# Shhh!! Don't tell bigcouger about this



## kweinert (Apr 18, 2012)

I had one piece of firewood that had enough blue in it, so I took it up to where the shop will be, did some jointing and bandsawing and came up with a few blanks of 'denim pine'.

Turned one of them, it's a small candle holder for tea lights.

[attachment=4436]

Finished with a bit of homemade Waterlox (BLO, Naptha, lacquer, japan drier)

Just in case you missed it in the other thread, this is beetle kill pine. The infestation by the beetle triggers the blue in the pine and kills the tree. There are vast tracts of them here in the west.

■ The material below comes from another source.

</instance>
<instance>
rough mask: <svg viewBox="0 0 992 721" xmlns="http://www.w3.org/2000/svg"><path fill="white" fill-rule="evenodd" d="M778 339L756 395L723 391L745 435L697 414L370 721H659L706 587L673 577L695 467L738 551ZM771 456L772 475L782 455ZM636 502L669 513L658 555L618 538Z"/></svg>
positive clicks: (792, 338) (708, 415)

Kevin posted that one company back before this was common and valued on its own tried to put a spin on this 'contaminated' pine by labeling it as 'Blue Denim Pine' in order to make it seem like a good thing. At the time customers didn't want it.


----------



## davidgiul (Apr 19, 2012)

kweinert said:


> I had one piece of firewood that had enough blue in it, so I took it up to where the shop will be, did some jointing and bandsawing and came up with a few blanks of 'denim pine'.
> 
> Turned one of them, it's a small candle holder for tea lights.
> 
> ...


Turning is fun eh?
So we have another member of the pine lovers' club. Hey Cougar you can still officially join. Might as well with all that pine you have stashed under that purty workbench.


----------



## BangleGuy (Apr 19, 2012)

I just love the title of your thread! What a fun place to be, gave me a chuckle this morning before my day starts! Thanks!


----------



## Mike1950 (Apr 19, 2012)

Don't worry He will never notice it. Not nearly enough smiles in posts.


----------



## CodyS (Apr 20, 2012)

hahahaha very nice! on all counts!

Don't worry big cat, I hate pine too, but do you see me making a desk/bedside table/makeup table out of it? :rofl2:


----------